Un peu, beaucoup, passionnément

Le 102 nous propose de découvrir une œuvre originale de l'artiste autrichien Gustav Deutsch. Pure déclaration d'amour au cinéma, à ses techniques, ses débuts et aux infinis possibilités que ceux-ci auguraient. Laetitia Giry


Film ist constitue le résultat d'une recherche minutieuse de vieilles images, agencées et transformées avec un goût certain. Ralentis, répétitions et surtout, magistrale mise en musique - dont le décalage anachronique n'est rien moins que brillant - en font un tout poétique sur le fond comme sur la forme. Les douze premiers chapitres seront diffusés en deux soirées complémentaires, chaque moitié correspondant de fait à un thème différent : la première (1998), consacrée aux surprises scientifiques et la seconde (2002) prenant l'allure d'un hommage plus direct à la genèse du cinéma en tant qu'art, utilisant les premiers films dédiés à l'exploration des possibilités offertes par ce médium. Déterminant au niveau historique, on nous donne à voir le passage du documentaire à l'artistique : le même processus en somme que pour la photographie. Par un art du patchwork signifiant et son amour palpable pour le cinéma, Gustav Deutsch transforme la fascination de la redécouverte en fascination nue.Magic love
Les toutes premières images (1.1) fonctionnent comme une parabole : un profil de squelette restitué par le filtre d'un scanner déclare avec morgue : « de nos jours, les films sont tournés en 24 images par seconde.
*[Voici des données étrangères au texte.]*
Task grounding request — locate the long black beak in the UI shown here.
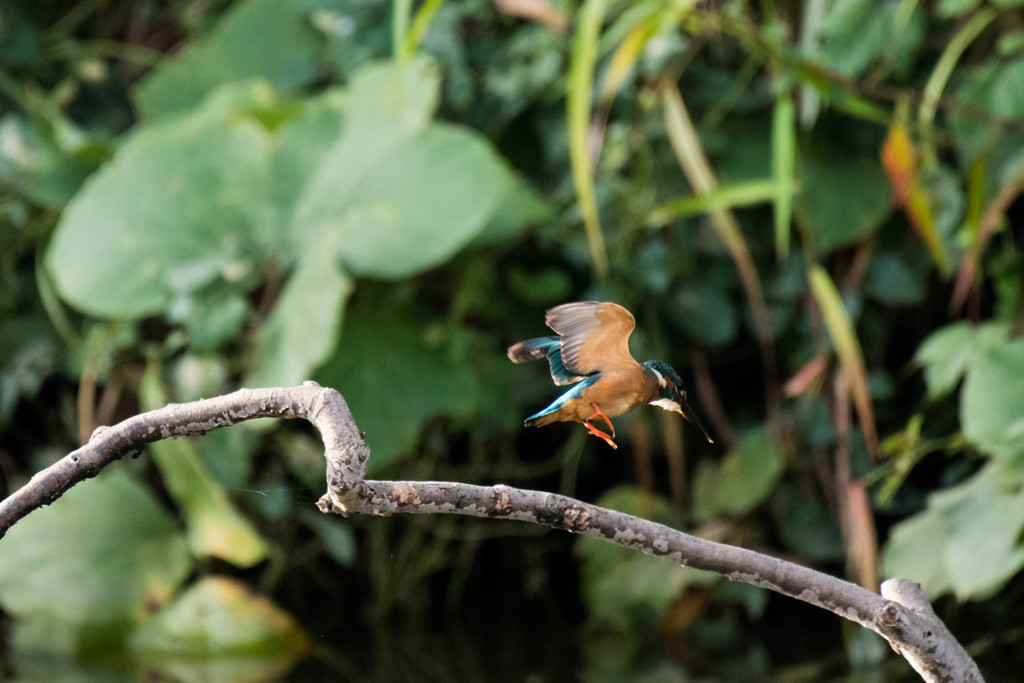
[679,396,715,443]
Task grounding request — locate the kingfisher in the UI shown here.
[508,301,715,449]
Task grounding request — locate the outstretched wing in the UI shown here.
[545,301,637,376]
[508,337,583,386]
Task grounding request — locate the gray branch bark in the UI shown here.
[0,382,983,682]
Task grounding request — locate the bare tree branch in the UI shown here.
[0,382,983,682]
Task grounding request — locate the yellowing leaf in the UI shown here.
[882,123,948,270]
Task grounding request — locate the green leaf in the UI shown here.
[246,248,352,387]
[885,460,1024,600]
[0,466,191,649]
[0,113,99,208]
[914,323,976,399]
[961,339,1024,456]
[934,465,1024,600]
[671,285,739,346]
[46,84,281,317]
[574,486,719,630]
[131,577,309,657]
[693,429,783,521]
[331,124,512,279]
[864,252,929,306]
[292,59,513,279]
[883,507,952,600]
[136,0,354,117]
[314,296,477,472]
[797,137,892,252]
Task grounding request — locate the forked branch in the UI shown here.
[0,382,982,682]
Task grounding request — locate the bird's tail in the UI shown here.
[509,337,559,362]
[522,413,558,427]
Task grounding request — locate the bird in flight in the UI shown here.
[508,301,714,449]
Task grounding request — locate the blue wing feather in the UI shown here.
[526,373,601,422]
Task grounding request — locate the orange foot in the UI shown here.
[583,422,618,449]
[584,403,618,449]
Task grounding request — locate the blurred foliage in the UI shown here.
[0,0,1024,680]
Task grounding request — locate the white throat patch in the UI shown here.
[650,398,683,413]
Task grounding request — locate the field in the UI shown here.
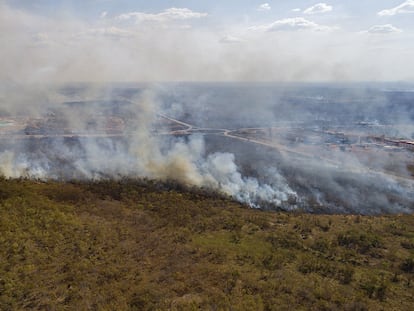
[0,179,414,310]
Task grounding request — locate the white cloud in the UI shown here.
[257,3,272,11]
[378,0,414,16]
[368,24,402,34]
[116,8,208,23]
[250,17,335,31]
[303,2,333,14]
[220,36,243,43]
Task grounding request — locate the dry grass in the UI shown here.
[0,179,414,310]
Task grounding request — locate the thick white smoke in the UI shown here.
[0,91,297,211]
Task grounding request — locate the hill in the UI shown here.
[0,179,414,310]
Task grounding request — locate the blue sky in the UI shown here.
[0,0,414,81]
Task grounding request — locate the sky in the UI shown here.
[0,0,414,83]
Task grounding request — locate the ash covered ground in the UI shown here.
[0,83,414,214]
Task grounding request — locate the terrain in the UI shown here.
[0,178,414,310]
C'est une amélioration considérable pour la science. » Le cadrage de la bouche au cou suggère le désir de transpercer le langage, dans une recherche par auscultation de l'origine du geste et du mot. Le fait énoncé a la valeur symbolique de dire l'essentiel technique duquel part le réalisateur pour mieux s'en échapper. Dans la composition en chapitres est insufflée ponctuellement du sens à la construction : aux racines, « Mouvement et temps » matérialisent la nouveauté à saisir, s'étirant sur la pellicule d'une manière qui rend sensible cette magie première dont le cinéma est maître, replongeant les blasés que nous sommes dans une candeur, un état d'émerveillement oublié. Ici, les pulsations d'un chanteur d'opéra reliées à son chant et au piano pour des mesures scientifiques ; là, l'extraction d'un globe oculaire qui dégoûte dans ce quelque chose de cru et de direct auquel on est peu habitués malgré la violence générale des images d'aujourd'hui. La deuxième partie fait la part belle à l'onirisme et à l'imaginaire dans les expérimentations des pionniers : disparitions, créatures improbables, etc. La matière s'échappe dans la lumière, (re)prenant doucement la mesure du potentiel magique du cinéma : toujours un plaisir.Film ist (1-6)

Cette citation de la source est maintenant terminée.